Guru kami, KH. Masda Andi, dawuh dengan bahasa yang sederhana namun menghunjam ke dalam qolb. Dawuh ini bukan untuk diperdebatkan, melainkan untuk direnungkan—terutama oleh diri penulis sendiri yang masih belajar menata batin.
“Gak ono SATU NAFAS PUN TERLEPAS TEKO AKU (ALLOH),
melainkan di situ pula ada QODARKU yang berlaku untuk awak dewe.”
Kalimat ini mengajarkan bahwa hidup bukan ruang kebetulan. Nafas, langkah, bahkan diam kita—semuanya berada dalam genggaman Qadar Allah. Maka laku ruhani bukan soal merasa mampu, tetapi sadar sepenuhnya bahwa kita ini lemah.
Guru lalu mengingatkan dengan contoh yang sangat halus namun tegas:
“👉 IBLIS KUWI BANGET ALIME
iblis ahli Al-Qur’an…
iblis ahli hadist…
iblis ahli riwayat…
iblis alim/pandai dalam segala ilmu…”
Namun semua ilmu itu tidak menjadikannya kekasih Allah.
Sebab di dalam dirinya tumbuh satu kalimat berbahaya:
“AKU LEBIH BAIK DARI KAMU.”
Di sinilah letak peringatan besar bagi para pencari jalan:
ilmu tidak otomatis melahirkan ketaatan, dan banyak tahu tidak selalu berbuah tawadhu’.
Guru tidak menunjuk siapa pun. Dawuh ini justru ditujukan agar setiap murid berani bercermin, bukan menunjuk keluar.
“Yang aku takut…”
Bukan takut pada orang lain,
tetapi takut pada diri sendiri:
Hati yang mengeras namun lihai menasihati. Merasa paling benar hingga merendahkan yang lain. Ego yang tinggi, lupa bahwa semua hanya titipan. Pandai berprasangka, tapi malas mengoreksi diri. Lidah lincah membuka aib orang lain, namun menutup mata pada aib sendiri. Hebat dalam berkata, lemah dalam berbuat. Cerdas mengkritik, namun malas bertobat. Membenci dosa orang lain, tapi memaklumi dosa sendiri.
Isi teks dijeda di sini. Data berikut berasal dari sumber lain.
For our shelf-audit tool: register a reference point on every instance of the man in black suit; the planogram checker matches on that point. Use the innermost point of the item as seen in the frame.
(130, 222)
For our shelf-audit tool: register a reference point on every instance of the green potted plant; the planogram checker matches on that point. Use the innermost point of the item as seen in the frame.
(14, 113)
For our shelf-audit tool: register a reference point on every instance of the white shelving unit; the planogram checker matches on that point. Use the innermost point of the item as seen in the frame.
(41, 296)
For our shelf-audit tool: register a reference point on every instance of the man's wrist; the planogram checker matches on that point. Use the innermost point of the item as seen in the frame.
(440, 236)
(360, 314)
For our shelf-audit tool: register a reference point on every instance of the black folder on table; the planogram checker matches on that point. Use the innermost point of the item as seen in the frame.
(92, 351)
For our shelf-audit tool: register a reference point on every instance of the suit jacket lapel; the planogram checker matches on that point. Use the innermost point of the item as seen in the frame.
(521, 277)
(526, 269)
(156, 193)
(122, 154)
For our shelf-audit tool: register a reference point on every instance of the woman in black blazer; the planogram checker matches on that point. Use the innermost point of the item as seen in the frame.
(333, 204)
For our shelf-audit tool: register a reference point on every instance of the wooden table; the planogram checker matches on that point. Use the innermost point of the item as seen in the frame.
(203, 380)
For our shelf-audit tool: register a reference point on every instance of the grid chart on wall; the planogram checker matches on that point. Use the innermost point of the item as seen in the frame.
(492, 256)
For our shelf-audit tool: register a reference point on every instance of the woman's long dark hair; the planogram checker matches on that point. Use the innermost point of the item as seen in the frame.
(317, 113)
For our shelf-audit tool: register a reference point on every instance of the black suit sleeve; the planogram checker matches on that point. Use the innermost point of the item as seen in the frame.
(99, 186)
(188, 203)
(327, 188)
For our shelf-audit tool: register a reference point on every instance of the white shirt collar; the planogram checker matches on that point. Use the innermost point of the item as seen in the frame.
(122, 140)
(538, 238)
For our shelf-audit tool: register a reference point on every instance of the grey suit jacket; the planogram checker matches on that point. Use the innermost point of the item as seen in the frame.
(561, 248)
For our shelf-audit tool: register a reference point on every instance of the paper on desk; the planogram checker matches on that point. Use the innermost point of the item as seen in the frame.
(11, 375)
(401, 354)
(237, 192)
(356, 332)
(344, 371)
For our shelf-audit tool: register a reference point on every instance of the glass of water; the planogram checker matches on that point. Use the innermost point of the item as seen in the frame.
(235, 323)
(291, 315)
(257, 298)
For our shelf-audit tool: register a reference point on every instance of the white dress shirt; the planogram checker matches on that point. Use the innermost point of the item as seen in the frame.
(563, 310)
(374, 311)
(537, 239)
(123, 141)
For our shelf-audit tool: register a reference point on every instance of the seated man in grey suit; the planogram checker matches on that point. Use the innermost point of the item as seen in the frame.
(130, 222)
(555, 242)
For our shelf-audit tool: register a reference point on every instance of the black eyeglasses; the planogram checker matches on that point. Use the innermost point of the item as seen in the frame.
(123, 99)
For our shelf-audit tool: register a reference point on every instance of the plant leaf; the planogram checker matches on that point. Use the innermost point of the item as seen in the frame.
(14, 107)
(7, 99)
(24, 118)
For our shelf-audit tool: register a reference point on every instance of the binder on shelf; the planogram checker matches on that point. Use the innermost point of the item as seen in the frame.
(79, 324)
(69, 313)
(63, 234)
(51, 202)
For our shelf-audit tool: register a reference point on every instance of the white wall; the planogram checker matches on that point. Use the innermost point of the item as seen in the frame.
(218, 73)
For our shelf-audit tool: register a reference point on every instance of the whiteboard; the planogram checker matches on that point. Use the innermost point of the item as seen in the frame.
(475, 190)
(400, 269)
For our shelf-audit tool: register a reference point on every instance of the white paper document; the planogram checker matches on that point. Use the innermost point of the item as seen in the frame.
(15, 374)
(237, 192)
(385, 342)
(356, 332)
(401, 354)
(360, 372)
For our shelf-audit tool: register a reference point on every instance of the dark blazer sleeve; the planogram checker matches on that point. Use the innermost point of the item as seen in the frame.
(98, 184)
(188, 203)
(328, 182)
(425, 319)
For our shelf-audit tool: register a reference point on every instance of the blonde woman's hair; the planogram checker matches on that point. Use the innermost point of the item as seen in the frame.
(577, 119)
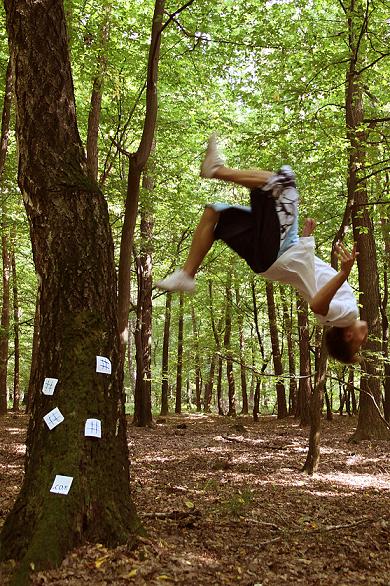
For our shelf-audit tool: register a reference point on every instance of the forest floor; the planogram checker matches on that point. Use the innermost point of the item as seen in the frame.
(224, 502)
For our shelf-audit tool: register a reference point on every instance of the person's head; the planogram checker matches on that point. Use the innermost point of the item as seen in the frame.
(344, 343)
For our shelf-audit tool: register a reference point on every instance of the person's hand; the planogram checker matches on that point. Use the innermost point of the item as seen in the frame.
(309, 227)
(346, 258)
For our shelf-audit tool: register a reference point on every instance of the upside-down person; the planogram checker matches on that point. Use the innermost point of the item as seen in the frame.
(266, 236)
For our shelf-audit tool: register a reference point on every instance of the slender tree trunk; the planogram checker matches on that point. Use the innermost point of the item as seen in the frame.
(143, 386)
(34, 354)
(165, 356)
(219, 387)
(198, 375)
(5, 319)
(293, 390)
(208, 393)
(16, 394)
(304, 389)
(4, 325)
(179, 369)
(316, 401)
(244, 392)
(74, 258)
(227, 342)
(370, 425)
(278, 366)
(137, 162)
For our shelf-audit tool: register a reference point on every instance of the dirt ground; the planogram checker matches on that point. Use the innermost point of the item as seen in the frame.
(224, 502)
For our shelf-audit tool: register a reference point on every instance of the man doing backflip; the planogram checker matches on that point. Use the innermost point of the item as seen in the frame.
(266, 236)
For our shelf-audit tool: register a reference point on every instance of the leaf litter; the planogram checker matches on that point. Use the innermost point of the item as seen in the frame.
(224, 503)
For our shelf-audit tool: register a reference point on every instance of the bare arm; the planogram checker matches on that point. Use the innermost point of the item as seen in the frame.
(321, 300)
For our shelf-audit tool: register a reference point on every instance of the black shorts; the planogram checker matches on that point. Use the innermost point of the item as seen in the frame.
(254, 233)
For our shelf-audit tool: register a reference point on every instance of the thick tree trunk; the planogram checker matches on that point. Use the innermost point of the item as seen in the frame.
(304, 389)
(278, 366)
(165, 356)
(74, 258)
(16, 392)
(179, 368)
(370, 425)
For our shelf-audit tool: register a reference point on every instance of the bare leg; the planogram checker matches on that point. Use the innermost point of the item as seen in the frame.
(247, 178)
(202, 241)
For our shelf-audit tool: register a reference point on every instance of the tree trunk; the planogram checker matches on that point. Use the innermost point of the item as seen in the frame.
(304, 389)
(370, 425)
(5, 319)
(316, 401)
(74, 258)
(244, 392)
(293, 390)
(179, 369)
(219, 387)
(165, 356)
(143, 385)
(278, 366)
(34, 354)
(4, 328)
(137, 162)
(226, 341)
(16, 393)
(198, 375)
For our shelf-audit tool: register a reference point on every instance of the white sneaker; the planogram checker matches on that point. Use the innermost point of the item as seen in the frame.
(212, 160)
(178, 281)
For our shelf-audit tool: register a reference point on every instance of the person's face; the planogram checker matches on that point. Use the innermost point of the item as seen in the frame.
(357, 334)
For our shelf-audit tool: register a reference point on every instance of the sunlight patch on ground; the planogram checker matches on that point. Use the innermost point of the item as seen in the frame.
(362, 481)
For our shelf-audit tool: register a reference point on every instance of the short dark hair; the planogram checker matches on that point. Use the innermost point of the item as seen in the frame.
(339, 348)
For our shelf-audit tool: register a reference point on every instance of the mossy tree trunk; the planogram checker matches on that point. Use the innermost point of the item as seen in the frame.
(370, 425)
(74, 258)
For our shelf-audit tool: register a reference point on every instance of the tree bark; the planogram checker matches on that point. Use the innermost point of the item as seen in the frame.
(293, 389)
(137, 162)
(304, 389)
(278, 366)
(370, 425)
(165, 356)
(16, 391)
(74, 258)
(5, 317)
(244, 391)
(198, 375)
(227, 341)
(143, 385)
(179, 369)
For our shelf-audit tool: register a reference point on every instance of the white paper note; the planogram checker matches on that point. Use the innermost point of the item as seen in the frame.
(93, 428)
(49, 386)
(62, 484)
(103, 364)
(53, 418)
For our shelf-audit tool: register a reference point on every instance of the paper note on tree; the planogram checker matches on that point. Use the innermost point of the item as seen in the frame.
(93, 428)
(103, 364)
(53, 418)
(49, 386)
(62, 484)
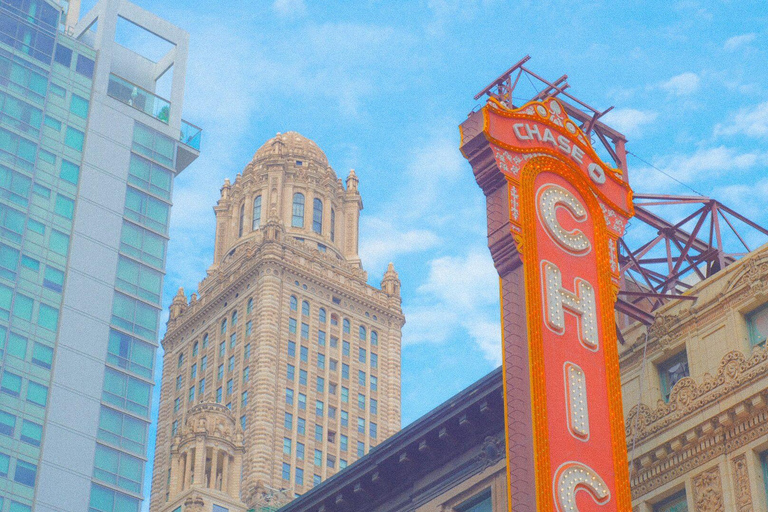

Sebagai murid, penulis memahami bahwa dawuh ini bukan untuk menilai siapa pun, melainkan sebagai peringatan halus agar kita tidak terjebak pada kesombongan spiritual—kesombongan yang sering tersembunyi di balik pakaian agama dan bahasa kebaikan.
Penutup dawuh guru adalah doa, bukan vonis:
“Kiranya Allah Subhana Wa Ta’alla
senantiasa menyadarkan KITA SEMUA
sehingga lebih rajin instrospeksi diri
daripada mengurusi orang lain…”
Inilah adab jalan ruhani:
melihat ke dalam sebelum menilai ke luar.
Membersihkan hati sebelum membenahi dunia.
Sebagai murid yang masih banyak kurangnya, tulisan ini ditata semata-mata untuk menjaga amanah dawuh guru, bukan untuk mengaku paham hakikatnya. Bila ada kebaikan, itu datang dari Allah. Bila ada kekurangan, itu murni dari diri penulis.